I believed him, too.
Charlie reminisced often about his time in San Quentin State Prison. He spent several years there, first on death row for the 7 murders in the Tate and La Bianca attacks, and then in a unit segregated from the general population when the death penalty was rescinded in California in 1972. To me, he never criticized the institution any more than any other prison in which he had served. He recounted numerous stories about events in that facility that stands in the shadow of the Golden Gate Bridge. Each story was as fascinating as the story teller.
Located in Marin County, just outside San Rafael in Northern California, San Quentin State Prison opened in 1852, making it the oldest penal institution in the state. The first prison at that location comprised a wooden ship moored in the San Francisco Bay in 1851. It was prepared to house thirty inmates. The boat prison was later replaced with a structure constructed just yards from where the boat was moored. Until 1932, the facility held women as well as men. It boasts of being the site of the first Alcoholics Anonymous meeting in 1941.
Today, it’s the sole location of California’s death row, housing all of the state’s prisoners who have been sentenced to die. Since 1996, executions have been carried out by lethal injection. Still, San Quentin retains its gas chamber. The property is so large (432 acres), and houses so many inmates (over 5,000, nearly twice its capacity) that it possesses its own postal code. Few other penal institutions in the United States have so many inmates.
Famous residents at San Quentin include Richard Ramirez, the night stalker; Scott Peterson who killed his wife and unborn son, placing them in the San Francisco Bay; and David Carpenter, the trailside killer. Nevertheless, the biggest celebrity to ever be housed in San Quentin would have to be my friend, Charles Manson.
One afternoon, while I was in my cell minding my own business, reading some books sent to me by a publishing house in San Francisco, I heard a rap on the wall. It was Charlie. “Boxcar!”
“Yeah, what’s up, Charlie?” I queried.
“Back when I was in San Quentin,” he said launching into a story, “some guys tried to punk me.”
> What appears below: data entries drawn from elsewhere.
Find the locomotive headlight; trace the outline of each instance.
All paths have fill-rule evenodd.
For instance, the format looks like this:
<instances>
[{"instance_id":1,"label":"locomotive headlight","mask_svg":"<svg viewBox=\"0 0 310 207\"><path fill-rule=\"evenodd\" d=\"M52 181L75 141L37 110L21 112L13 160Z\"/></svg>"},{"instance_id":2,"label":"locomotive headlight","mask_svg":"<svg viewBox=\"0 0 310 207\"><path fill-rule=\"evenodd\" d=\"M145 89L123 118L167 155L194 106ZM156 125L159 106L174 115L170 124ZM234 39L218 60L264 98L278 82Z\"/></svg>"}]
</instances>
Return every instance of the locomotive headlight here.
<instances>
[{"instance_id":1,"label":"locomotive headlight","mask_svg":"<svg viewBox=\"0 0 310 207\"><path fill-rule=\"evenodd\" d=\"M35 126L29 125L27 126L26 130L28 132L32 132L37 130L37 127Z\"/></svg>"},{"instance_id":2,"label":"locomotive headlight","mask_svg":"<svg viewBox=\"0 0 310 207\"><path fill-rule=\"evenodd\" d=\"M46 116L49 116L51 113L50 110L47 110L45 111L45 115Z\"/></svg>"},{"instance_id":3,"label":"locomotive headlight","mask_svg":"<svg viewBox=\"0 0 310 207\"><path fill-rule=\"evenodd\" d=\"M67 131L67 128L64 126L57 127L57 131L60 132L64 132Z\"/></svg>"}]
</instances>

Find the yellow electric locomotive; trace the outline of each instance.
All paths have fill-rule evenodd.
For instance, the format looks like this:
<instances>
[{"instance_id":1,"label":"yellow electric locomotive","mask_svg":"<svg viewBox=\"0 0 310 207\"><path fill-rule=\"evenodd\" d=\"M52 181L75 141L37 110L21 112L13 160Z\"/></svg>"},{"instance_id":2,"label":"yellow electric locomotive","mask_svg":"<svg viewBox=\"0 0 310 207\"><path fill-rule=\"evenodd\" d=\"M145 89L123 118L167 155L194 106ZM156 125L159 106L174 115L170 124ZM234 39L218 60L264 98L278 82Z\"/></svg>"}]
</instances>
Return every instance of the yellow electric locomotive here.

“Is that right, Charlie?” I was interested in what he was about to say.
“Yeah,” he continued. “They said I snitched on some of my people, and told me not to come out of my cell or they’d kill me.”
“Is that right, Charlie?” I repeated.
“Yeah, so I came out of my cell the first chance I could, and two big white guys are standing over me.” His voice betrayed no fear. “They began yelling at me, ‘we told you to not come out of your cell, you rat.’”
As Charlie spoke, he seemed to be reliving the experience. He told me how he responded to the threat: “I’m a man. Who are you to tell me not to come out of my cell? Are you a guard?”
Apparently, two other San Quentin inmates, also large men, who were friendly to Charlie, had heard the commotion. Charlie told me that they interrupted the two men who had confronted him. Charlie’s friends demanded proof that Charlie had snitched.
“I never snitched on them. I ain’t never finked on nobody about nothing,” Charlie recounted what he had said to his attackers. Because the men could not get their stories straight to the satisfaction of Charlie’s friends, the men who accused Charlie ended up wandering away like dogs with their tales between their legs. Manson impressed upon me how close he had come to being killed in that altercation.